Bharti Airtel’s board on Wednesday cleared the sale of its Ghana joint venture AirtelTigo to the government in the African country and is taking an impairment charge of Rs184.1 crore for the transaction.
“The parties are in advance stages of discussions for the conclusion of the commercial agreement for the transfer of AirtelTigo on a going concern basis to the Government of Ghana,” Airtel said in a statement to the Bombay Stock Exchange on Wednesday.
The proposed deal would result in the government of Ghana acquiring 100% shares of Airtel Ghana Ltd, also known as AirtelTigo, along with all its customers, assets and agreed liabilities.
“Accordingly, Airtel is voluntarily taking an impairment charge of Rs 1,841 million (Rs 184 crore),” the statement added.
AirtelTigo is a joint venture between 'Airtel' and 'Millicom' wherein Airtel holds a non-controlling 49.95% share in AirtelTigo.
Airtel had merged its Ghana operations with Millicom in 2017, resulting in the second largest mobile carrier in the country.
The merger was approved by the regulator subject to the condition that the African country’s government will have the option to pick up a stake in the new entity in future.
But the joint venture has fallen behind MTN and Vodacom in the country.
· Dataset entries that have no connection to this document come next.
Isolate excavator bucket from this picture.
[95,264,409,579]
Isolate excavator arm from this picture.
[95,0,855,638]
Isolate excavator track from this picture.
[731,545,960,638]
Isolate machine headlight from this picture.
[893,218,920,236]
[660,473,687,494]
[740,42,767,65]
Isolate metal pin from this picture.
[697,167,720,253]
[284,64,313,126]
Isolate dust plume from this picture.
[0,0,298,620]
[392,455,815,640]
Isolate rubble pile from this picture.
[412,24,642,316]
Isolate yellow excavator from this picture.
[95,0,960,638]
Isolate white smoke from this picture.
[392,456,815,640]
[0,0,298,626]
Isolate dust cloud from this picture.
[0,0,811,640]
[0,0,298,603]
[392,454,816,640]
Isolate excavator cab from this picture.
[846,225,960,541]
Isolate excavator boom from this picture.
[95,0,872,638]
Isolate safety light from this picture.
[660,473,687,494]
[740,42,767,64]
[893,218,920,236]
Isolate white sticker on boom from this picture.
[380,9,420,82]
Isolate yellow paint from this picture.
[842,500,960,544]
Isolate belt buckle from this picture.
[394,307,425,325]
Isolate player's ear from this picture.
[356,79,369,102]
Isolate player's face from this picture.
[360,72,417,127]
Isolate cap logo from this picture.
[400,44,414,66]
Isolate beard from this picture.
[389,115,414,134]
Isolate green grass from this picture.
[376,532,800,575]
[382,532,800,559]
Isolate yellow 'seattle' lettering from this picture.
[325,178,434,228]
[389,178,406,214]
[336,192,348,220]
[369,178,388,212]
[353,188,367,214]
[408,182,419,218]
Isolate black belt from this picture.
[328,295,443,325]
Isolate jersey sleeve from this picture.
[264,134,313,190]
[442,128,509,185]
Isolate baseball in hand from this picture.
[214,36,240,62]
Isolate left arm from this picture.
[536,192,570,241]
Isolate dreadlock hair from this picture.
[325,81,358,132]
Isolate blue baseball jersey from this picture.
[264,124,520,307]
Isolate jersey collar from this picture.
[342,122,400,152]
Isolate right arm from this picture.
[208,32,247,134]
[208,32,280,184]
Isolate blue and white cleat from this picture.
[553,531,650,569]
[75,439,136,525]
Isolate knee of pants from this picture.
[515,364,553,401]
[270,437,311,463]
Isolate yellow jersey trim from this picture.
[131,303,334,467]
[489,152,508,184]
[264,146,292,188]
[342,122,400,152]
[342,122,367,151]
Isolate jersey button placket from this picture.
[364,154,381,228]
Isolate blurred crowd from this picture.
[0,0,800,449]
Airtel has previously said that it will look at consolidation opportunities, including exit, in markets where it is not among the top two players.
According to the quarterly results ending September 30, Airtel said its Ghana operations had a customer base of 5.1 million.
The company has successively been posting losses for the past four quarters and the Ebidta for the quarter fell to Rs 8.8 crore from Rs 9.9 crore in the previous quarter ending June 30.
Total revenue remained stagnant at Rs 118 crore during the quarter and data customers as a percentage of the total customer base also saw a dip to 56.2% during the period from 59.4% in the June quarter.
Bharti Airtel’s Africa operations clocked in a net profit of $88 million for the second quarter this fiscal, down 8.3% on-year, hurt by higher net finance costs.
But consolidated revenue stood at $965 million, increasing 14.3% from the corresponding quarter last year.